Avec pas moins de 15 scrutins présidentiels, l’actualité politique africaine a été particulièrement riche en 2016, alors que les chercheurs observent une véritable « fracture démocratique » entre l’Afrique de l’Ouest et l’Afrique centrale.
Si à l’Ouest, les élections au Bénin, au Cap-Vert ou tout récemment au Ghana suscitent l’enthousiasme des observateurs, elles sont en revanche source d’inquiétudes en Afrique centrale comme à l’Est. Et pour cause : elles peuvent être contestées comme au Gabon, entachées de violences comme au Congo-Brazzaville, ou tout simplement repoussées comme en République démocratique du Congo (RDC) ou en Somalie.
Cette dichotomie transparaît au niveau des instances sous-régionales. La Communauté économique des Etats d’Afrique de l’Ouest (Cédéao) maintient une position très ferme sur la Gambie alors que la facilitation tanzanienne désignée par l’East African community (EAC) défend la « légitimité » du président burundais Pierre Nkurunziza.
« Autoritarisme et brutalité »
Plusieurs grilles de lectures permettent d’expliquer cette différence. Professeur à l’université de Columbia à New York, Mamadou Diouf y voit la conséquence de « trajectoires historiques ». « L’administration coloniale a opéré de manière très distincte dans les deux régions », souligne l’historien sénégalais. « En Afrique occidentale, le système permettait aux Africains d’évoluer et d’ouvrir des espaces d’expression ce qui n’a pas du tout été le cas en Afrique centrale qui a connu l’autoritarisme et la brutalité. Ensuite au moment des indépendances, les grandes crises en Afrique de l’Ouest ont donné naissance à des classes politiques capables de négocier pour trouver des solutions », analyse-t-il.

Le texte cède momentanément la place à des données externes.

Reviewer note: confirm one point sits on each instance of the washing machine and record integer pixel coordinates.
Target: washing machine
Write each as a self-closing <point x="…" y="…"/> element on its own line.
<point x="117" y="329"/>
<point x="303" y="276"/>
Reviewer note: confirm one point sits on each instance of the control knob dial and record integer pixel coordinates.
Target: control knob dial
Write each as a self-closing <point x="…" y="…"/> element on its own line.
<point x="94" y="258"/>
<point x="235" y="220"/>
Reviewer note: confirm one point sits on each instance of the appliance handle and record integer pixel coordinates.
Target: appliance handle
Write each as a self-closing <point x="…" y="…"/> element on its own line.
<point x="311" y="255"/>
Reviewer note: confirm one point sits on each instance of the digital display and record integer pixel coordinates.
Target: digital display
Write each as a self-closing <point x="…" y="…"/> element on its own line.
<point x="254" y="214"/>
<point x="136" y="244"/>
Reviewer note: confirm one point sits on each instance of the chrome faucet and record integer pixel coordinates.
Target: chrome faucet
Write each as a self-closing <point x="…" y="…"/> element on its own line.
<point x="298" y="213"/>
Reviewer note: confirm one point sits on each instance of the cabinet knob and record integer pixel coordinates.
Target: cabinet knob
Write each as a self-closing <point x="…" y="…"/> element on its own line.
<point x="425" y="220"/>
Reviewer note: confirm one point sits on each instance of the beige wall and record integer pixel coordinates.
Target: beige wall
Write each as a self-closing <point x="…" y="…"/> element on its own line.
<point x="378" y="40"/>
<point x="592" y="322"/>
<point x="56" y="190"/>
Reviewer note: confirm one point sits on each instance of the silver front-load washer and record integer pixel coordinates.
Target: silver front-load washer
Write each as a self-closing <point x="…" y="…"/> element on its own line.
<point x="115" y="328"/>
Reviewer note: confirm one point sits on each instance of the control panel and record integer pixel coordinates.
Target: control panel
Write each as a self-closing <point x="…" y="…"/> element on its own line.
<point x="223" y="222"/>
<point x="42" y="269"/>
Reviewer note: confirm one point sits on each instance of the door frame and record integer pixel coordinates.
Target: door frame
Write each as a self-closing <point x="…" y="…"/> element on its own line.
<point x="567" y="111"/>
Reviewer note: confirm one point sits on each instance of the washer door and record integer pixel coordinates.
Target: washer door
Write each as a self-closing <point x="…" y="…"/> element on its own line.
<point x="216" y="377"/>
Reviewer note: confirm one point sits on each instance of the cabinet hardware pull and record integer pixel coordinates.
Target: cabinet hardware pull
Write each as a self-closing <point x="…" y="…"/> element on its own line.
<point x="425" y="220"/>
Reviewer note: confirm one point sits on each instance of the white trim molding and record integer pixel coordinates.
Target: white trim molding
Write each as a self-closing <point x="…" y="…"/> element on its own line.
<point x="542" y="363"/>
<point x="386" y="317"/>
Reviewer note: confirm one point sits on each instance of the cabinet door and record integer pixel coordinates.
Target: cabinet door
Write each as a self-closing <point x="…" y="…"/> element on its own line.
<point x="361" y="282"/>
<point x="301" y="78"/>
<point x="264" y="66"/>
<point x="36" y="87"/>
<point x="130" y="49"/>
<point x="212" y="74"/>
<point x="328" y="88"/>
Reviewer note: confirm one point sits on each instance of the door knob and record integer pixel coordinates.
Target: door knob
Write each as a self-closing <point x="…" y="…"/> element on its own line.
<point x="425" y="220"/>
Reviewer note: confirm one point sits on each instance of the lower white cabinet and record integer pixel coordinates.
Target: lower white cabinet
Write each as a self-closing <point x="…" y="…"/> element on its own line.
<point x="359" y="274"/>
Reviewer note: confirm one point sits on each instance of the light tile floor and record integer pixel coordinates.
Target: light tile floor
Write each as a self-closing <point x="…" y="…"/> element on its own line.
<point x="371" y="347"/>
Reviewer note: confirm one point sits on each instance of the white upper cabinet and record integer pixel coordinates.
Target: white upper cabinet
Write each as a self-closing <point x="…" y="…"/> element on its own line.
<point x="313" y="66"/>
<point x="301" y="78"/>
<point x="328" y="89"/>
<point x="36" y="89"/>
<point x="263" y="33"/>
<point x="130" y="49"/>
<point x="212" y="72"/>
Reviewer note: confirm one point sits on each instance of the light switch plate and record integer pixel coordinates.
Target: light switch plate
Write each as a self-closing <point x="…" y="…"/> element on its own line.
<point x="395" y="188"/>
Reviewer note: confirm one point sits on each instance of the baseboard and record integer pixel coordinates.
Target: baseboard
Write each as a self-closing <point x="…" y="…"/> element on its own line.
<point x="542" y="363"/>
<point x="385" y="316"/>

L’Afrique centrale est quant à elle plongée très tôt dans une série de guerres civiles récurrentes marquées par l’intervention de forces armées diverses. « Beaucoup de militaires ou chefs de faction sont arrivés en politique par un coup d’Etat », explique Christopher Fomunyoh, directeur Afrique du un think-tank américain National Democratic Institute (NDI). « En Afrique de l’Ouest, cette génération est en train de s’effacer, poursuit l’observateur camerounais, alors qu’en Afrique centrale, beaucoup d’anciens militaires se sont déclarés démocrates, mais conservent d’anciens réflexes et mettent en place des systèmes qui freinent la mise en place d’élections crédibles. »
L’exception nigérienne
Comme pour toutes les règles, des exceptions viennent confirmer cette « fracture démocratique » sur le continent. A l’Ouest, si l’on met de côté la Gambie où la personnalité imprévisible de Yahya Jammeh maintient le pays dans l’incertitude, l’exception est nigérienne.
Christian Bouquet cartographie la « crédibilité » des scrutins africains au sein du laboratoire « Les Afriques dans le Monde » de Sciences Po Bordeaux. Il juge le second tour de la présidentielle du 22 mars dernier « surréaliste » en raison de l’incarcération du leader de l’opposition Hama Amadou et de la réintroduction du « vote par témoignage ». « Il n’y avait aucune raison que le président Issoufou se retrouve avec un tel score en nombre de suffrages exprimés. C’est un peu le point noir en Afrique de l’Ouest et nous l’avons cartographié comme tel, en soulignant que les élections n’étaient pas crédibles », détaille l’expert.
En Afrique centrale, l’exception ce serait plutôt la République centrafricaine où les élections se sont déroulées sans heurt grâce à l’aide des partenaires internationaux bien que le premier tour des législatives a été annulé en raison de fraudes.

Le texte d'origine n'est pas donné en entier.